Right now, it is just being referred to as Trigeminal Neuralgia. Trigeminal Neuralgia is pain in the Trigeminal nerve, which comes down from your skull, through your temple, and branches off into three areas of the face: the eye, the upper jaw, and the lower jaw. I have done some research (as I normally do) and found a picture of the face and where the Trigeminal nerve is located. It didn't surprise me that the nerve is located in the exact areas in which I am having pain. In fact, it seems that my entire right-side Trigiminal nerve is affected.

The Trigeminal nerve is represented as yellow in this picture.

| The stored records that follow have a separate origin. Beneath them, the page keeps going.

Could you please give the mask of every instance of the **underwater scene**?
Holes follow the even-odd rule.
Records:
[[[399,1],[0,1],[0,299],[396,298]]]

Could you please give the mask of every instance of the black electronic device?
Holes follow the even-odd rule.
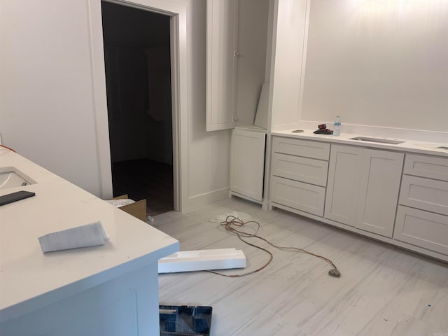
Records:
[[[0,196],[0,206],[13,203],[13,202],[20,201],[24,198],[34,196],[36,193],[31,191],[20,190],[10,194]]]

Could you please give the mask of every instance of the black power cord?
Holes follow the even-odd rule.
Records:
[[[253,231],[253,233],[249,233],[247,232],[246,231],[243,231],[241,230],[241,227],[244,227],[244,225],[247,225],[248,224],[255,224],[256,225],[256,228],[253,228],[251,227],[250,226],[246,226],[248,227],[251,227],[252,229],[252,230]],[[265,264],[263,265],[261,267],[258,268],[257,270],[252,271],[252,272],[249,272],[247,273],[244,273],[242,274],[232,274],[232,275],[229,275],[229,274],[224,274],[223,273],[219,273],[218,272],[215,272],[215,271],[211,271],[211,270],[208,270],[206,272],[209,272],[210,273],[214,273],[215,274],[218,274],[218,275],[222,275],[223,276],[228,276],[230,278],[235,278],[235,277],[239,277],[239,276],[244,276],[246,275],[249,275],[249,274],[252,274],[253,273],[256,273],[257,272],[261,271],[262,269],[264,269],[265,267],[266,267],[270,262],[271,261],[272,261],[272,259],[274,258],[274,255],[272,255],[272,253],[271,252],[270,252],[269,251],[267,251],[265,248],[263,248],[262,247],[258,246],[257,245],[255,245],[253,244],[251,244],[248,241],[246,241],[246,240],[243,239],[243,238],[258,238],[259,239],[262,240],[263,241],[265,241],[266,243],[269,244],[270,246],[272,246],[272,247],[274,247],[276,248],[278,248],[279,250],[282,250],[282,251],[290,251],[290,252],[303,252],[305,253],[308,253],[311,255],[314,255],[316,258],[319,258],[325,261],[326,261],[327,262],[328,262],[330,265],[332,265],[332,267],[333,268],[332,268],[331,270],[330,270],[328,271],[328,275],[330,275],[331,276],[335,276],[336,278],[339,278],[341,276],[341,272],[339,271],[339,270],[337,270],[337,267],[336,267],[336,265],[333,263],[332,261],[331,261],[330,259],[323,256],[323,255],[319,255],[318,254],[315,254],[313,253],[312,252],[309,252],[307,250],[304,250],[304,248],[300,248],[298,247],[288,247],[288,246],[279,246],[277,245],[274,245],[274,244],[271,243],[270,241],[268,241],[267,239],[260,237],[257,234],[258,230],[260,230],[260,223],[258,222],[255,222],[255,220],[248,220],[247,222],[244,222],[243,220],[241,220],[241,219],[235,217],[234,216],[227,216],[227,218],[225,218],[225,220],[220,222],[219,223],[220,225],[224,227],[224,228],[225,229],[225,230],[230,233],[231,234],[234,234],[236,235],[241,241],[243,241],[244,243],[250,245],[251,246],[253,246],[257,248],[259,248],[262,251],[264,251],[265,252],[266,252],[267,253],[268,253],[270,255],[270,259]]]

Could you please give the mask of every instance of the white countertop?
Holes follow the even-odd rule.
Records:
[[[0,323],[178,251],[174,238],[0,148],[0,167],[9,166],[37,183],[0,189],[36,192],[0,206]],[[109,237],[105,245],[42,253],[38,237],[98,220]]]
[[[377,142],[351,139],[351,138],[355,138],[357,136],[365,136],[363,134],[341,133],[340,136],[335,136],[332,134],[316,134],[314,133],[314,130],[304,130],[304,132],[301,133],[293,133],[293,130],[288,130],[284,131],[272,132],[271,132],[271,134],[275,136],[288,136],[291,138],[299,138],[307,140],[330,142],[334,144],[344,144],[381,149],[395,150],[419,154],[428,154],[432,155],[448,157],[448,150],[437,148],[440,146],[448,147],[448,139],[447,139],[447,143],[445,144],[436,144],[400,139],[382,138],[379,136],[368,136],[370,138],[377,138],[379,139],[386,139],[388,140],[399,140],[403,141],[402,144],[395,145],[390,144],[381,144]]]

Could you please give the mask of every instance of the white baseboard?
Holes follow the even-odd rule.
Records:
[[[186,200],[182,202],[182,209],[179,209],[179,211],[181,212],[188,212],[215,202],[225,200],[229,197],[230,190],[230,187],[227,187],[195,196],[190,196]]]

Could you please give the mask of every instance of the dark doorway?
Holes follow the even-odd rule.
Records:
[[[170,18],[102,1],[114,197],[174,209]]]

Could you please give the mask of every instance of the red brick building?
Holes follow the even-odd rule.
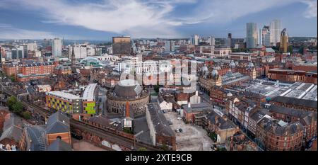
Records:
[[[286,123],[263,118],[257,123],[256,138],[268,151],[299,151],[302,146],[304,129],[299,121]]]
[[[273,69],[269,70],[267,77],[285,82],[305,82],[317,84],[317,72]]]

I read somewhere (and I promise to post a link as soon as I find where I bookmarked it) that, while TN is rare, it is not so uncommon in people who suffer from Fibromyalgia. That's way too many algias, if you ask me. The Facial Pain Association states, "Trigeminal neuralgia (TN) is not fatal, but it is universally considered to be the most painful affliction known to medical practice.  By many, it's called the "suicide disease."

Having experienced this pain for the past month, I believe that statement wholeheartedly.

If you start experiencing this facial and head pain, please see your doctor immediately. While it is thought to be caused by an expanding blood vessel pressing against the nerve, the true cause remains unknown. It is best to have a CT scan or MRI to rule out aneurysms or tumors or something else entirely. There is a lot of information on the Internet regarding Trigeminal Neuralgia and myofacial pain. Read up, print out, and take that information to your doctor.

I will keep you all informed on my results and how this all plays out.